Brownsville City commissioners have put the brakes on at least for now, a city ordinance that would increase meter fees by 50 cents in the downtown shopping area.
The main reason this ordinance was not approved is because downtown business owners think it will kill sales. But city commissioners say the 25 cent fees are well below the national $1.25 average and it's time for change
Parra's furniture store on 7th and Washington in Brownsville has been in the downtown area since the early 1970's.
Owner Jaime Parra says in the past few years, business has been almost at a standstill. Now a proposed city ordinance calling for a parking meter increase from 25 to 75 cents has Parra worried that it could drive business even further away from historic downtown.
"You invite the customers to come back not scare them off by increasing this, as it the sales are already going north to the sunrise mall and that area over there," Parra said.
The downtown area falls under district one, overseen by City Commissioner John Villarreal.
He says there hasn't been a meter fee increase in over 35 years.
Already, the city collects over $300,000 from 1,000 meters yearly.
And while it's not necessarily expected to triple, the revenue increase will be significant, and will go right back to revitalization efforts in the area.
"We understand that's the heart of the city. It's our front door step to Mexico, and so many cities have invested in their downtown and it helps with their revenues," Villarreal said.
Downtown merchants have apparently been promised improvements to the downtown area for years, but he has yet to see any real changes...He says there are other ways to accommodate shoppers without driving them away. "I would like to see a parking garage that would help considerably.
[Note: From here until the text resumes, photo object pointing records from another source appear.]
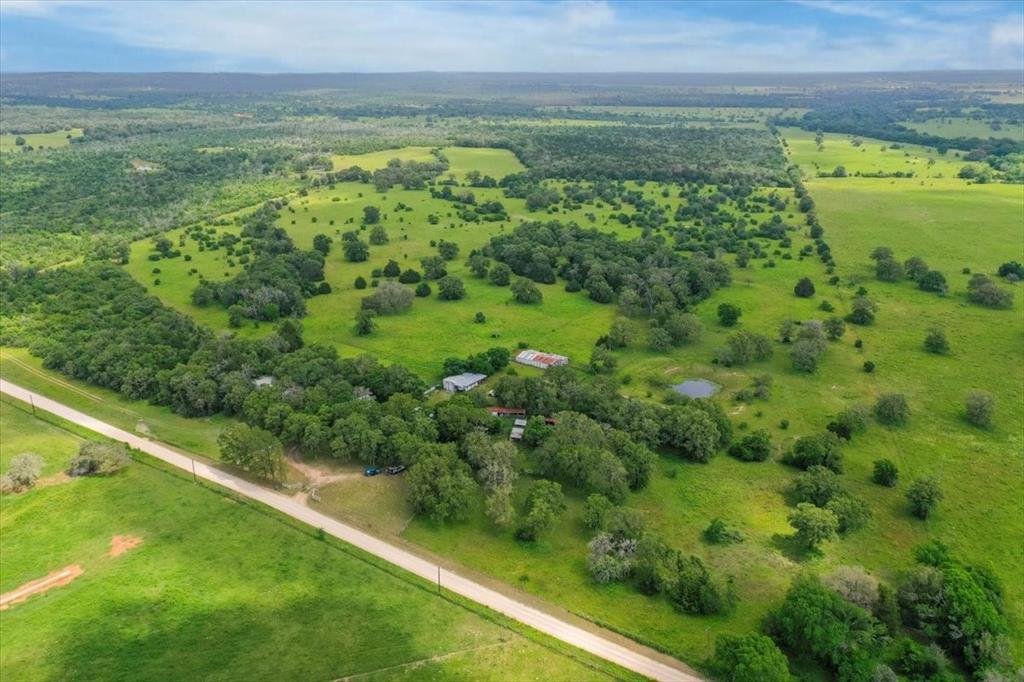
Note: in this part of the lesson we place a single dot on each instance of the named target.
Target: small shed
(462, 382)
(507, 412)
(541, 359)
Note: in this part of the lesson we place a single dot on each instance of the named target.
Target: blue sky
(585, 36)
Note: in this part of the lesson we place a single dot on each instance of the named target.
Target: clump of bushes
(98, 459)
(22, 473)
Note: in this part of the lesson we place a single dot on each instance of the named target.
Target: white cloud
(457, 35)
(588, 14)
(1010, 32)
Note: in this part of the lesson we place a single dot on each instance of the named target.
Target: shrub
(98, 459)
(820, 449)
(695, 592)
(816, 485)
(933, 281)
(728, 314)
(853, 513)
(525, 291)
(924, 495)
(980, 408)
(813, 525)
(862, 311)
(983, 291)
(719, 533)
(855, 585)
(390, 298)
(915, 267)
(451, 289)
(889, 270)
(751, 657)
(754, 448)
(936, 341)
(804, 288)
(885, 473)
(23, 472)
(410, 276)
(595, 509)
(743, 347)
(892, 410)
(816, 621)
(850, 421)
(544, 503)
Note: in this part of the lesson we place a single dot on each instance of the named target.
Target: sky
(522, 36)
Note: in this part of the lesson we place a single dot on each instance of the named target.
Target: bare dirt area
(54, 580)
(121, 544)
(317, 476)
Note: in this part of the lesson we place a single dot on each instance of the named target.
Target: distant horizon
(532, 36)
(516, 73)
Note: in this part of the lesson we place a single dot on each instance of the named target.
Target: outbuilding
(541, 359)
(462, 382)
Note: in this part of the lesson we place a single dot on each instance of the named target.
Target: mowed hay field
(421, 339)
(218, 590)
(50, 140)
(979, 470)
(965, 127)
(870, 156)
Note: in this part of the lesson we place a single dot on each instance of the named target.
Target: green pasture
(871, 156)
(488, 161)
(377, 160)
(966, 127)
(220, 590)
(433, 330)
(979, 469)
(949, 222)
(708, 114)
(196, 435)
(50, 140)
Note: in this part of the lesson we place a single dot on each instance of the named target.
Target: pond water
(696, 388)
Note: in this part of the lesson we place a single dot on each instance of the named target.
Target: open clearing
(214, 578)
(50, 140)
(928, 215)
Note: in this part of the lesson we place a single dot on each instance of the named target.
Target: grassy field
(949, 222)
(715, 115)
(196, 435)
(218, 590)
(965, 127)
(870, 156)
(50, 140)
(564, 323)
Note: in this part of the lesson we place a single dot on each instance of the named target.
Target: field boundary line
(419, 662)
(28, 368)
(639, 658)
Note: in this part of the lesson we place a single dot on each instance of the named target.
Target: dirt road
(635, 657)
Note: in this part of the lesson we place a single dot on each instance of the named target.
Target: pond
(696, 388)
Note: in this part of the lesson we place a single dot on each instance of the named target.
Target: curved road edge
(650, 665)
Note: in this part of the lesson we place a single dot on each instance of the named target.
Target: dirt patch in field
(54, 580)
(316, 477)
(121, 544)
(54, 479)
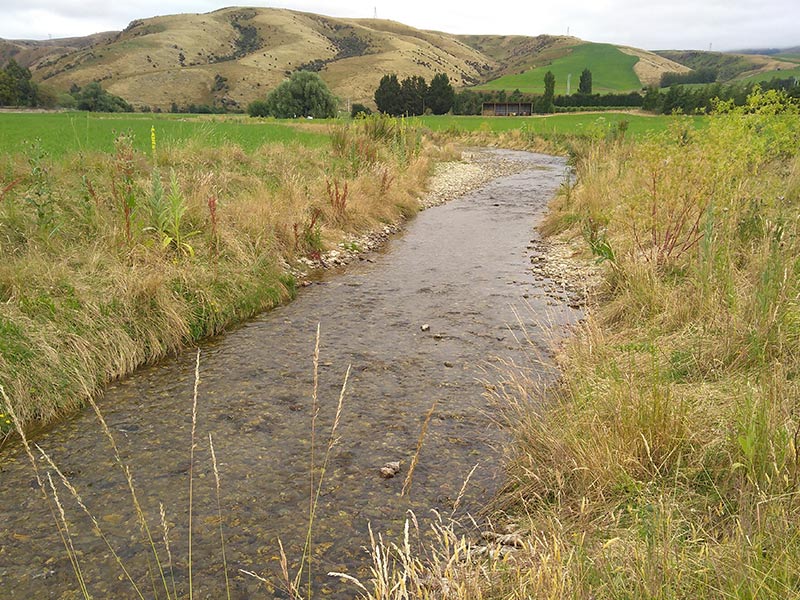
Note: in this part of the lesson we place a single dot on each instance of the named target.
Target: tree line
(414, 96)
(17, 87)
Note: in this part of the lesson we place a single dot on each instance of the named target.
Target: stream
(462, 268)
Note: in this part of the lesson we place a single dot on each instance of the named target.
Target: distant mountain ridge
(232, 56)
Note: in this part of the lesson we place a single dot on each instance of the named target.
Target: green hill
(612, 71)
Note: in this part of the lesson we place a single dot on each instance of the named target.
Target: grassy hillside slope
(612, 71)
(730, 66)
(236, 55)
(232, 56)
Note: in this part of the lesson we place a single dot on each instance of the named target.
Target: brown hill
(235, 55)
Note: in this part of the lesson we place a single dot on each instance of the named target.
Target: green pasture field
(563, 124)
(612, 71)
(768, 75)
(66, 132)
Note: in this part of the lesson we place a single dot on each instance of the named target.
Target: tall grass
(114, 260)
(663, 463)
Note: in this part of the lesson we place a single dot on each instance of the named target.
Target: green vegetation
(585, 83)
(63, 133)
(559, 125)
(16, 86)
(413, 96)
(92, 97)
(612, 71)
(664, 461)
(304, 94)
(769, 75)
(727, 66)
(112, 259)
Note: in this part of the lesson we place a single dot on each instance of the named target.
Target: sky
(649, 24)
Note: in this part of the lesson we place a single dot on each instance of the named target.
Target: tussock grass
(114, 260)
(663, 463)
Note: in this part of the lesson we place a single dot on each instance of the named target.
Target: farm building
(507, 109)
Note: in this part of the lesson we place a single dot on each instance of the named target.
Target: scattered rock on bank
(390, 469)
(450, 180)
(569, 277)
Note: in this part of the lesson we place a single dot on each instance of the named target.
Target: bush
(258, 108)
(304, 94)
(360, 110)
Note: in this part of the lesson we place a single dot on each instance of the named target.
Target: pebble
(390, 469)
(450, 180)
If you would've considered this maybe six, seven years ago, when the economy was a lot better, I don't think anybody would be talking about it right now," Parra said
Commissioner Villarreal said while he understands it's going to take time for people to make the adjustment , this change can be a positive move for the city.
"They say well this is Brownsville, it's not going to work and maybe that's why it doesn't work because we are already going into it thinking it's not going to work," Villarreal said.
City commissioners agreed to host a town hall meeting to reevaluate the proposal, but a date has not been set.